Andy Lutomirski luto at amacapital.net
Tue Jul 28 17:05:45 UTC 2015


On Tue, Jul 28, 2015 at 9:42 AM, James Bottomley
<James.Bottomley at hansenpartnership.com> wrote:
> On Tue, 2015-07-28 at 17:18 +0100, David Howells wrote:
>> Andy Lutomirski <luto at amacapital.net> wrote:
>>
>> > Agreed.  See about.  I don't think the concept of trust should be as
>> > simple as "we trust" or "we don't trust" -- we should trust certain
>> > vendors for certain purposes only.
>>
>> How do you deal with a big vendor, like Intel, that makes lots of different
>> bits for lots of different purposes?
>
> I don't understand what you think the problem is?  What's not clear
> about "we have to trust the vendor".  If they choose to use a single key
> for multiple drivers, it's no more or less a problem than if they choose
> multiple keys, one for each driver.
>
> I think the trust we're investing is in the provenance of the blob, not
> the blob itself, so the firmware can't be substituted with a malicious
> version by an outside entity.  If we don't trust the firmware vendor,
> then all bets are off and the provenance chain is pretty meaningless.

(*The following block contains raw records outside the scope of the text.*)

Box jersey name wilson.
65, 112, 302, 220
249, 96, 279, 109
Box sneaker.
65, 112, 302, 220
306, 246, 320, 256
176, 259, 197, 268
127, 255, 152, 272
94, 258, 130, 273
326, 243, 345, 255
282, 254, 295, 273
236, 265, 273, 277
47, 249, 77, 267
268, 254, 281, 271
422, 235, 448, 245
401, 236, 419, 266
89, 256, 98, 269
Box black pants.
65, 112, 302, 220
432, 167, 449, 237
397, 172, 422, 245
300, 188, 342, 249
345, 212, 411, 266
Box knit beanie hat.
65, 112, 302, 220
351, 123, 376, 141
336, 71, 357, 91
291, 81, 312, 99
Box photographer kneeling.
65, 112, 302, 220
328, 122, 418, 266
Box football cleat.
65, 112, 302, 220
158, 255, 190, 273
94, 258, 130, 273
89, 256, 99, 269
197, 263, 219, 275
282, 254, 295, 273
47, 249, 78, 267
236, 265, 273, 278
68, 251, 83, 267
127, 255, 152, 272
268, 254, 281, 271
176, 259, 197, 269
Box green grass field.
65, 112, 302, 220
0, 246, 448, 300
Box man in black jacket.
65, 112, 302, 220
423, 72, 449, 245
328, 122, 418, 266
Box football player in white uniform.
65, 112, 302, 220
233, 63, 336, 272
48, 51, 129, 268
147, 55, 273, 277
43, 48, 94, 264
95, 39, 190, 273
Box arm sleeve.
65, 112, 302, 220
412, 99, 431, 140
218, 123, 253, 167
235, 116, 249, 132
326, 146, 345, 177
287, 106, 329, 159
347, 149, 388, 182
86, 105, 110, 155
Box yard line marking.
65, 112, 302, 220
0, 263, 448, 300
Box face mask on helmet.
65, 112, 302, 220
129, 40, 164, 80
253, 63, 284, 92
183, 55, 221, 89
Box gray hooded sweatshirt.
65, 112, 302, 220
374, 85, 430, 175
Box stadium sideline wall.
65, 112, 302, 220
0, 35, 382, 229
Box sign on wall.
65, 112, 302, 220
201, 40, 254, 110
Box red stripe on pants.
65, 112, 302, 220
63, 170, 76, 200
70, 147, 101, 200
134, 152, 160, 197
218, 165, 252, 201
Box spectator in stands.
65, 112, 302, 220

I think we disagree on the scope of the trust.  I trust the USB widget
vendor to provide firmware for the USB widget.  I might as well trust
them to sign the firmware itself and to provide new signed blobs by
any means (web, email, shoved in a directory, whatever).  I have no
choice anyway, since they provided the device in the first place and
they could have burnt anything they wanted into it.

This does not mean that their key should be acceptable for kexec
images, modules, GPU firmware, firmware for different vendors' USB
sticks, firmware for my hard disk, etc.  In fact I flat out distrust
them if they ever try to provide such blobs.